Big relief to Airtel-Voda Idea
Telecom sector giants, Bharti Airtel and Vodafone Idea (Vi) have received a huge legal and financial relief from the Bombay High Court. The court has completely rejected the ‘One-Time Spectrum Charge’ (OTSC) imposed by the Central Government. This means that the sword of huge liability that was hanging over the heads of these companies for many years has now been removed.
The court has made it clear in its strict decision that the government does not have the right to make any arbitrary change in the financial conditions retrospectively, years after the license has been issued. With this decision, not only will the companies get back their deposited bank guarantees, but a major uncertainty prevailing in the telecom sector for a long time will also end.
What is spectrum dispute?
This whole matter became heated after the famous 2G spectrum decision of the Supreme Court. At that time, the Department of Telecommunications (DoT) took a unilateral decision and decided that from July 2008, an additional fee would be charged from the telecom companies having spectrum of more than 6.2 MHz. The government’s argument was that the companies should pay a separate lump sum amount for the allocation of spectrum along with the spectrum usage charge. For this, the government had sent demand notices to the companies in 2012, which Airtel and Vodafone directly challenged in the court.
Companies gave strong arguments in the court
Airtel and Vodafone Idea’s stand in this matter was very clear. The companies argued that there is no provision in the Indian Telegraph Act, 1885 or in any of their license agreements that gives the government the power to impose any such additional charge retrospectively. Moreover, the companies were already following the revenue-sharing model under the National Telecom Policy (NTP) 1999. This means that whenever they were given additional spectrum, they paid the government in the same proportion by increasing their revenue share. In such a situation, this new one-time charge was completely unfair.
Rules cannot be changed midway
The division bench of Justice Manish Pitale and Justice Shriram V. Shirsat of Bombay High Court upheld the arguments of the companies 100 percent correct. The court said that the telecom license is a ‘contract’ in itself, and the government is also completely bound by its legal terms.

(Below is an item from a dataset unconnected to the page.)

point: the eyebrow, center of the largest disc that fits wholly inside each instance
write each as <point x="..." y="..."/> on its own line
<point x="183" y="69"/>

The court made a very strict comment and said that ‘the rules of the game cannot be changed after the match starts.’ The government had tried to term this charge as ‘public interest’, but the court rejected it saying that merely filling the government treasury cannot be in public interest. For this, the court also expressed its clear disagreement with the old decision of Madras High Court in the Aircel case of 2016.
Meaning of this decision for the common consumer
Even though this matter was directly between the telecom companies and the government, it affects common mobile customers also. The court reminded that the main objective of the 1999 telecom policy was to provide affordable telecom services to the common people and improve network connectivity in rural areas. Now that the pressure of this huge fine has been removed from Airtel and Vodafone Idea, they will have more capital to improve their future technology and network. Airtel has also welcomed the decision and clarified that this step will give a huge boost to investment in the sector, the direct benefits of which will reach the customers in the form of better network and service.